Preserve verbatim. The progress file already contains curated, structured content — decisions with numbered objectives, key points, rationale. Summarising loses this detail. The discussion record is the artifact.
3. Pipeline Handoff
After saving the discussion record, offer the user options for what to do next. Use AskUserQuestion:
- Continue to /cpm:discover — Use the discussion record as starting context for problem discovery
- Continue to /cpm:spec — Use the discussion record as starting context for requirements specification
- Continue to /cpm:epics — Use the discussion record as starting context for work breakdown
- Done for now — End the session, no handoff
If the user chooses a pipeline skill, pass the discussion record file path as the input context for that skill. The file path becomes the $ARGUMENTS equivalent — the next skill should read the file and treat it as its starting brief/description.
State Management
Follow the shared Progress File Management procedure.
Lifecycle:
- Create: after roster loading and topic confirmation (before the first orchestration turn).

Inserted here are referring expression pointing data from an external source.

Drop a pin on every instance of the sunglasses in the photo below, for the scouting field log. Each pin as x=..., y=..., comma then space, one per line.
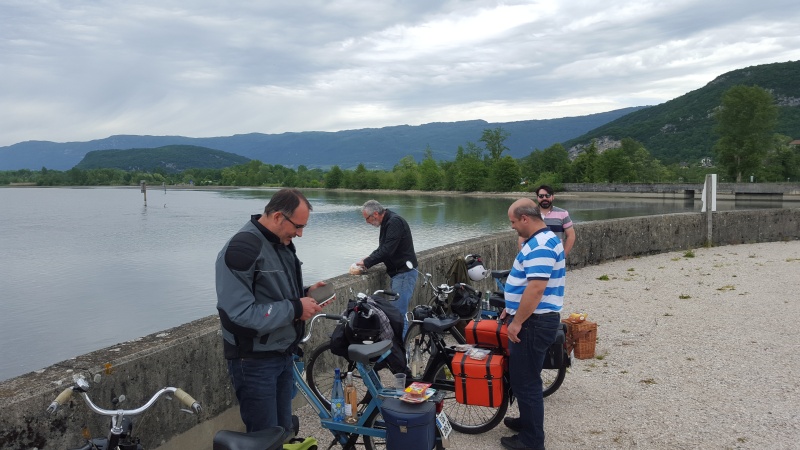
x=299, y=227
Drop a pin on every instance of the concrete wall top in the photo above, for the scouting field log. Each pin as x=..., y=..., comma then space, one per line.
x=190, y=356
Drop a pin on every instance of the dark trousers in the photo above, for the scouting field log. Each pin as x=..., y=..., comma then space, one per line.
x=526, y=358
x=263, y=387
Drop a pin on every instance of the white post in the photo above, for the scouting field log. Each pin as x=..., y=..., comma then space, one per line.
x=709, y=204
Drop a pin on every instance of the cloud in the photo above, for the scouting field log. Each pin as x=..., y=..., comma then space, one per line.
x=83, y=70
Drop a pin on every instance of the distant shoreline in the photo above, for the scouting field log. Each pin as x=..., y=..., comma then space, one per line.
x=573, y=195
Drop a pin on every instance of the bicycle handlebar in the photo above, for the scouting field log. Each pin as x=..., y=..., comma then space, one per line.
x=190, y=403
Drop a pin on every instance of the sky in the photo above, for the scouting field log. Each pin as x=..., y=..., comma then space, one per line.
x=82, y=70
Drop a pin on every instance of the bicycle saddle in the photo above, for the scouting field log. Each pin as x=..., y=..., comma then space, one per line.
x=267, y=439
x=439, y=325
x=364, y=353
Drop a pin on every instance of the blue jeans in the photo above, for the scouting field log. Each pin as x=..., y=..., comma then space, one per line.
x=403, y=284
x=526, y=358
x=263, y=387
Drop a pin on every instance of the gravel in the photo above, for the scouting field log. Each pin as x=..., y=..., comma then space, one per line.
x=695, y=349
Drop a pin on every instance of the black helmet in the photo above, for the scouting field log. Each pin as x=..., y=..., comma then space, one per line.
x=465, y=300
x=363, y=324
x=422, y=312
x=475, y=268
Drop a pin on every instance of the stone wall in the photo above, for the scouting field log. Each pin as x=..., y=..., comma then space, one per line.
x=189, y=356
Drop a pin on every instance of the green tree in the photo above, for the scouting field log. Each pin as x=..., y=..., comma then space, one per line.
x=430, y=176
x=334, y=178
x=494, y=142
x=505, y=175
x=406, y=173
x=745, y=122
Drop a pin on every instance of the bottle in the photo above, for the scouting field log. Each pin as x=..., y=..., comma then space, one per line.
x=350, y=400
x=337, y=398
x=416, y=359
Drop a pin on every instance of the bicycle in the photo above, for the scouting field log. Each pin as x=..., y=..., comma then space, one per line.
x=432, y=325
x=119, y=435
x=362, y=358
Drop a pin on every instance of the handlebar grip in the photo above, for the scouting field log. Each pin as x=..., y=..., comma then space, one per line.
x=187, y=400
x=62, y=398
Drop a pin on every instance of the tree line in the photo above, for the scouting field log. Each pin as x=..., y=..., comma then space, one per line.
x=747, y=146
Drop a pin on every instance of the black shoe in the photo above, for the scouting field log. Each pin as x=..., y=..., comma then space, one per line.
x=513, y=423
x=513, y=443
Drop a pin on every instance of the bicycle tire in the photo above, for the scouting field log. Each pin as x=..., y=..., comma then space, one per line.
x=320, y=374
x=552, y=379
x=467, y=419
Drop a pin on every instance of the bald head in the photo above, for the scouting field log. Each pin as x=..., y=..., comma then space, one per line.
x=525, y=217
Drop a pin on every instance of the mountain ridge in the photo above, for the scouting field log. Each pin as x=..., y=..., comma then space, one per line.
x=376, y=148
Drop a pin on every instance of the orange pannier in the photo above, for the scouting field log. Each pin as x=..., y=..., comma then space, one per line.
x=479, y=382
x=487, y=333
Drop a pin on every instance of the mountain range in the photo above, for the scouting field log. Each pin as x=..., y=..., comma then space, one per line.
x=675, y=131
x=376, y=148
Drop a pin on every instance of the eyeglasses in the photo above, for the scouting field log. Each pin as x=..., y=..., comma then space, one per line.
x=299, y=227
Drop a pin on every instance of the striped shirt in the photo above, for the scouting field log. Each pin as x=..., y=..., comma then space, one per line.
x=557, y=220
x=541, y=258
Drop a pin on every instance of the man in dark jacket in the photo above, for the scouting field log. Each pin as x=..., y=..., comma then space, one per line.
x=262, y=306
x=395, y=248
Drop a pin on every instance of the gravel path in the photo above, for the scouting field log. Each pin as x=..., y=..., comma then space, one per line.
x=695, y=350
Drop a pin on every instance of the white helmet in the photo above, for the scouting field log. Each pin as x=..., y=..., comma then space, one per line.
x=475, y=268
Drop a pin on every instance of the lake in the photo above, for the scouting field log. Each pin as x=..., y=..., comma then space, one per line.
x=86, y=268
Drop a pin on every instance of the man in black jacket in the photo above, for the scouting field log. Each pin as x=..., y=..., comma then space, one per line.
x=395, y=247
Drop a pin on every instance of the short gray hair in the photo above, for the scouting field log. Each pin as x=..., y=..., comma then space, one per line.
x=372, y=206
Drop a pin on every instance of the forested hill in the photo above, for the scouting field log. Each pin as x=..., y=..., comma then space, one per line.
x=683, y=129
x=170, y=159
x=374, y=147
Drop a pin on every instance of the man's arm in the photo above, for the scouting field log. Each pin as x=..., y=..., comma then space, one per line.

- Update: after every 2-3 substantive exchanges (not every single turn — use judgement).
- Delete: only after the discussion record has been saved to
docs/discussions/ and any pipeline handoff is complete.
Format:
# CPM Session State
**Skill**: cpm:party
**Phase**: Discussion in progress
**Topic**: {the discussion topic}
**Agents loaded**: {comma-separated list of agent display names}
## Discussion Highlights
### Key points so far
- {Major point or insight from the discussion}
- {Another key point}
### Active thread
{Brief description of the current line of discussion — what was just being talked about, which agents were involved, what the user's last question or statement was about}
### Agents who have participated recently
{List of agents who spoke in the last few turns, so rotation awareness can continue}
## Next Action
Continue the party mode discussion. The user's last message was about {brief description}. Resume the orchestration loop.
The "Discussion Highlights" section is the critical part — it captures enough of the conversation's substance that post-compaction continuation feels seamless. Focus on key insights, decisions, and the current thread — breadth of substance over completeness.
Arguments
If $ARGUMENTS provides a topic, skip the "what would you like to discuss?" question and go straight into the first orchestrated response round using the provided topic as context.
Guidelines
- Facilitate first. The agents serve the user's thinking, not the other way around. If the user wants to steer the conversation, let them.
- Quality over quantity. Two sharp, distinct perspectives are better than three that all say roughly the same thing.
- Natural disagreement. Let genuine conflict surface organically and let it stand. Real teams disagree — that's where good decisions come from.
- Match depth to topic. A quick question gets quick responses. A complex architectural decision gets deeper analysis.
- Keep it moving. If the conversation is going in circles, have Ren (Scrum Master) notice and suggest a decision or direction change.
- Respect the user's focus. If the user is clearly interested in one agent's perspective, let that agent take the lead for a few turns. Others can chime in when they have something genuinely additive.